2011 Wrapup to the Mushroom Observer Community
To the Mushroom Observer Community,
2011 has been a relatively quiet year for Mushroom Observer at least from the perspective of new development. I have personally been working overtime on a new version of the Encyclopedia of Life and Jason has been working hard on a new lichen related website and book.
Even so the site has continued to grow. We now have over 180,000 images, 80,000 observations and we are very close to 3,000 registered users. This continues our trend of nearly doubling every year. Fortunately, due to generous donations from all of you, Jason was able to substantially upgrade our server configuration and to the best of our knowledge the system has been working very well despite the ever growing demand. While we still have some money in the bank, we will continue to need additional donations to keep the system going.
As was true last year, the donations are made through a not-for-profit corporation called The Consortium for Digital Mycology Resources (CDMR). The CDMR is recognized as a non-profit by the state of California, but is still not an official federal 501c3 non-profit. However, the application process has moved forward and for now we continue to act as a non-profit and donations are tax deductible. For anyone interested in the details of that process please visit the CDMR website.
There have been a few notable new features added to Mushroom Observer over the last year. Jason did a great job developing the MO Feature Tracker interface that interacts with our new freely accessible Pivotal Tracker account for tracking bugs and feature requests. In addition, I have been working quite a bit behind the scenes to prepare for a roughly 10 fold increase in the number of Mushroom Observer images that will be sharable with the broader biodiversity community and EOL in particular.
Along with this note, we are also releasing the newly developed Black on White color theme. With this theme I am trying to provide a more current and professional look for the site. Feedback on the theme or suggestions for improvements are very welcome.

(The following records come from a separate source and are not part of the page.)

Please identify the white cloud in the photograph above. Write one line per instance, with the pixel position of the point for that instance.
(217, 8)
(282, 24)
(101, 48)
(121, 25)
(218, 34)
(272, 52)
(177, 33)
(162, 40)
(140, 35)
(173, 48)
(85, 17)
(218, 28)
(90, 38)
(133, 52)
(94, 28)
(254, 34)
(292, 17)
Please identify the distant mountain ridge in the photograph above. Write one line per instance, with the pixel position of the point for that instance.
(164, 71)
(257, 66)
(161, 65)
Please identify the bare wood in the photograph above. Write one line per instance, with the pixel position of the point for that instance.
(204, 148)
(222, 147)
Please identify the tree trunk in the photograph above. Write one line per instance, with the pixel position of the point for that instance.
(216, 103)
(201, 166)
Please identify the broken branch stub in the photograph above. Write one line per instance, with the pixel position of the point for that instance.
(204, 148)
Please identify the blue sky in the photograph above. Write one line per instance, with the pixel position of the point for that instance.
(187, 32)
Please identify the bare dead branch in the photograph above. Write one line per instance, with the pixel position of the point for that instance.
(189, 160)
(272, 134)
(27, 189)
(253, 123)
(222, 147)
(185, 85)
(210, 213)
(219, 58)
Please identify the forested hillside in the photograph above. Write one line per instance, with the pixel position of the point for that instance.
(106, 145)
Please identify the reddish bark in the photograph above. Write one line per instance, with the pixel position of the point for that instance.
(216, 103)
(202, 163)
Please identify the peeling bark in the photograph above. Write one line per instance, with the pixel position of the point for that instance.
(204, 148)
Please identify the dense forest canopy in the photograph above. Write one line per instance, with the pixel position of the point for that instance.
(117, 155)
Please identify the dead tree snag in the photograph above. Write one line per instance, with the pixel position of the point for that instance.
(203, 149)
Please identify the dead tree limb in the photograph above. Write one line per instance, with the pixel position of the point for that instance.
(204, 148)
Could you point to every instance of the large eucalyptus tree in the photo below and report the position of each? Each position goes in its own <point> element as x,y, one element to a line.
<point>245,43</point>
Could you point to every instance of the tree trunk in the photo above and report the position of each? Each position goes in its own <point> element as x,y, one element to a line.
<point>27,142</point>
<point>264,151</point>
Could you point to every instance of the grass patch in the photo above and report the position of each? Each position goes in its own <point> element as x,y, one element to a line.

While there have not been a lot of new features released this year, there have been a number of important discussions going on about potential future development. These have included discussions of better ways of managing naming and voting so they align better with standard herbarium practices, improving the expressiveness of the voting system, rearranging the interface to be more workflow driven, and expanding the role of projects to encourage more focused collaboration within MO.
Which brings us to the biggest news. I have begun doing some of my own research with the data from the Mushroom Observer and I have received several inquiries from other scientists interested in either using Mushroom Observer as it is to support their own research or to support additional development of the Mushroom Observer to expand the connections between Mushroom Observer and the scientific community.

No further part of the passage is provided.